"Do you?"
"Oh, yes, yes, I understand it," said Hilary with a tortured look. "I know what unhappiness and loneliness can do.... Sometimes I wish I didn't. How can I condemn sin when I understand the sinner so well?"
"You must, though," said Mary calmly.
She knew well this mood of his, by this time she knew his weakness. The relation between these two had changed. No longer did she with humility look up to Hilary as a saint. The change was not so much in him as in her. In the old days, before her marriage, Hilary had often accused himself to her as a weak and erring man, he had passionately resisted her attempts to canonize him. Since then he had talked to her more frankly but in the same way, she knew his yearning for perfection, and his despair of it; she knew too, though not by direct expression, his human longings and his loneliness. She no longer idealized him, she did not need to. But he was intensely interesting to her. He was only a man now, but still better than other men, stronger, with higher aims. She admired him. But they now stood more on an equality; her manner toward him had even a tinge of maternal authority. For she felt that all men, all that she knew, however gifted and interesting, were somewhat childish.
She herself had reached maturity. With the birth of her children she had come into her heritage of life. She was now so firmly planted on the earth, so deeply rooted, that it seemed nothing could shake her. The dreams of her girlhood, of life beyond life, passed by her now like the clouds on the wind. She was satisfied, assured.
Hilary's life, even, seemed to her dream-like, cloud-like, because it was so restless, so tormented. The need for incessant action and struggle that drove him, as it drove Laurence in a different direction, seemed to her sometimes absurd. Religion to her meant tranquillity, the calm certitude that one was on the right path, doing one's duty and refraining from wrong. Simple—and easy.

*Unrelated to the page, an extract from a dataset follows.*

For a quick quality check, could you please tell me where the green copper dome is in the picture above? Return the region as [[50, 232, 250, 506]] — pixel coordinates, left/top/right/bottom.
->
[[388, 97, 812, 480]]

She stayed a little while longer with Hilary, but insisted that he should not talk. She knew that he liked to have her sitting beside him, immobile, her hands folded on her knee, not even looking at him. She knew now very well what her presence meant to him; their constant meeting in the work of the church; their talks, intimate in a sense, though she made no personal confessions to him and he never expressed his feeling for her in speech. She was quite satisfied with this relation, and sure that Hilary would never overstep the bounds of right and reason, even if tempted to do so. She herself had not the least temptation. All her pride lay in keeping things exactly as they were.